Também têm sido observados movimentos grevistas em empresas terceirizadas, onde toda a sorte de abusos é costumeiramente praticada contra os trabalhadores. É o caso dos terceirizados da Companhia de Eletricidade da Bahia (COELBA) que entraram em greve contra o atraso no pagamento dos salários.
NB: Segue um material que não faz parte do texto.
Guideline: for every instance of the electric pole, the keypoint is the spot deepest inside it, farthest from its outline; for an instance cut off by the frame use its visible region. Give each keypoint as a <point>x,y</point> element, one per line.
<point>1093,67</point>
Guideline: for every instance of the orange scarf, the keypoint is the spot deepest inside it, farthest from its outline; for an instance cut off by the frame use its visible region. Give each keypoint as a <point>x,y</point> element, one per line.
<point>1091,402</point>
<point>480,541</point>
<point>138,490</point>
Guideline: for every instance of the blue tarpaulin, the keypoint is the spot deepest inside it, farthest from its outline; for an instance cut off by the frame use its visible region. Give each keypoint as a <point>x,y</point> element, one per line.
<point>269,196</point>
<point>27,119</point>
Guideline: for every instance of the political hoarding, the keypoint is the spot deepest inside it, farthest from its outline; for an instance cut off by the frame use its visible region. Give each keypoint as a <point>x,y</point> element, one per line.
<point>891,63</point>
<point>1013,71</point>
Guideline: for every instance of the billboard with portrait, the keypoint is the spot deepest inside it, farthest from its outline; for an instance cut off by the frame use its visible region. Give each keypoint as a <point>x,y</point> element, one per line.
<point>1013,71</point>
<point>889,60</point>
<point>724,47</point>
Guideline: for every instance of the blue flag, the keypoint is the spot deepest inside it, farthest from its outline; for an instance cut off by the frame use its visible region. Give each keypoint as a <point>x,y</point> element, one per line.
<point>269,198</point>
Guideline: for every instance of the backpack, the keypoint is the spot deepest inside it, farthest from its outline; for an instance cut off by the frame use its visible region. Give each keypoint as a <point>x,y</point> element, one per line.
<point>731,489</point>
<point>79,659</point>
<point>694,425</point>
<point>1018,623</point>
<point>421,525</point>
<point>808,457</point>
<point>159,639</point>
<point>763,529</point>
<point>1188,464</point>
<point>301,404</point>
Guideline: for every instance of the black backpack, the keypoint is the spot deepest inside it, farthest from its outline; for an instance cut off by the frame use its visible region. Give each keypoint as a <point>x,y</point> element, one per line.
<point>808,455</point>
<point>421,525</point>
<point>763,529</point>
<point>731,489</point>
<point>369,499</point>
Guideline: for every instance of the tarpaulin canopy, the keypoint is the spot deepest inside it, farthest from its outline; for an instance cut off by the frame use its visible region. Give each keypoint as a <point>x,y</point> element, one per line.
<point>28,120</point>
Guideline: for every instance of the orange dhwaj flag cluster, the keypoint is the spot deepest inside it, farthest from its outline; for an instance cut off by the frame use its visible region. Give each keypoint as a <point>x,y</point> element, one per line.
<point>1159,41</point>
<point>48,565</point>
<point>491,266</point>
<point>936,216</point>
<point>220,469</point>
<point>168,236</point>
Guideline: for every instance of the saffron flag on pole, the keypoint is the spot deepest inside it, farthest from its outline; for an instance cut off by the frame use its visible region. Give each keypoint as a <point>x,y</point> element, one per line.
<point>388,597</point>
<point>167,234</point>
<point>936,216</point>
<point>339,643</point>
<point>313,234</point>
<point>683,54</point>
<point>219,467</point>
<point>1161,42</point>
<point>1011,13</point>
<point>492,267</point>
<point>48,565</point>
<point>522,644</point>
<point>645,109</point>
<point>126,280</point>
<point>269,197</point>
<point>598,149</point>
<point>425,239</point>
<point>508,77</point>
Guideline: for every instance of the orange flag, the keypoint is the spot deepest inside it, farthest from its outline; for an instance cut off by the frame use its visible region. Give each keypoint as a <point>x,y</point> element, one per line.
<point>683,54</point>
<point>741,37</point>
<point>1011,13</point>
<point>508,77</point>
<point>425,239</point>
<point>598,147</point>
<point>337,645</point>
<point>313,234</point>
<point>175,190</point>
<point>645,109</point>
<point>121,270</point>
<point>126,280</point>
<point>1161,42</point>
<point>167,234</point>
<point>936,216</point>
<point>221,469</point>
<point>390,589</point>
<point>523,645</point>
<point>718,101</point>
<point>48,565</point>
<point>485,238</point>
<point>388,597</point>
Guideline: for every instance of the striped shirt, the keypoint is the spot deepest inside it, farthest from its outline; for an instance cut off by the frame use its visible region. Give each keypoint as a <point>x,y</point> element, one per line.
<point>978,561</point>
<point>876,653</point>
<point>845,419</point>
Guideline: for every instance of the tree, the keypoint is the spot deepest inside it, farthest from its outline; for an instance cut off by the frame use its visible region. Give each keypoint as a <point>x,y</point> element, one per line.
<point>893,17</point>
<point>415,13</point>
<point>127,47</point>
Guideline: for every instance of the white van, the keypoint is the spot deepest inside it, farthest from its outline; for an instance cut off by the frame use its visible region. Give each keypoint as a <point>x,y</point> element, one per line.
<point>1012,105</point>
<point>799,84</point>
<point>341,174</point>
Por último, cabe fazer referência às ocupações realizadas pelo MST em diversos latifúndios e propriedades do governo, no “Abril Vermelho”, mês que marca o aniversário do massacre de 21 trabalhadores rurais em Eldorado dos Carajás, em 1996. Alguns membros do governo, como o Ministro das Relações Institucionais Alexandre Padilha e o Ministro da Agricultura, e mesmo deputados do próprio PT, criticaram as ocupações como inoportunas, dentro da linha de não causar fissuras na frente ampla governamental com partidos burgueses, todos eles defensores incondicionais da propriedade privada.

 

Perspectivas

Por isso, os trabalhadores não devem esperar nada do governo atual, além de migalhas localizadas, que estão longe de resolver os seus problemas.

A única saída para que os trabalhadores pesem politicamente nesta e em outras conjunturas, é a sua organização pela base, de forma independente do Estado e dos partidos burgueses e pequeno-burgueses, e em defesa de seus interesses próprios. Essa é a condição primordial para que possamos um dia abolir o sistema capitalista e edificar no país uma sociedade socialista.

Coletivo do CVM – 24/05/2023

Nota:
[1] Conceito criado por August Thalheimer, sobre a relação entre os países imperialistas após a 2ª Guerra Mundial, quando a hegemonia americana se impôs sobre os demais. O conceito foi adaptado por Érico Sachs para as relações entre a burguesia brasileira e o imperialismo americano.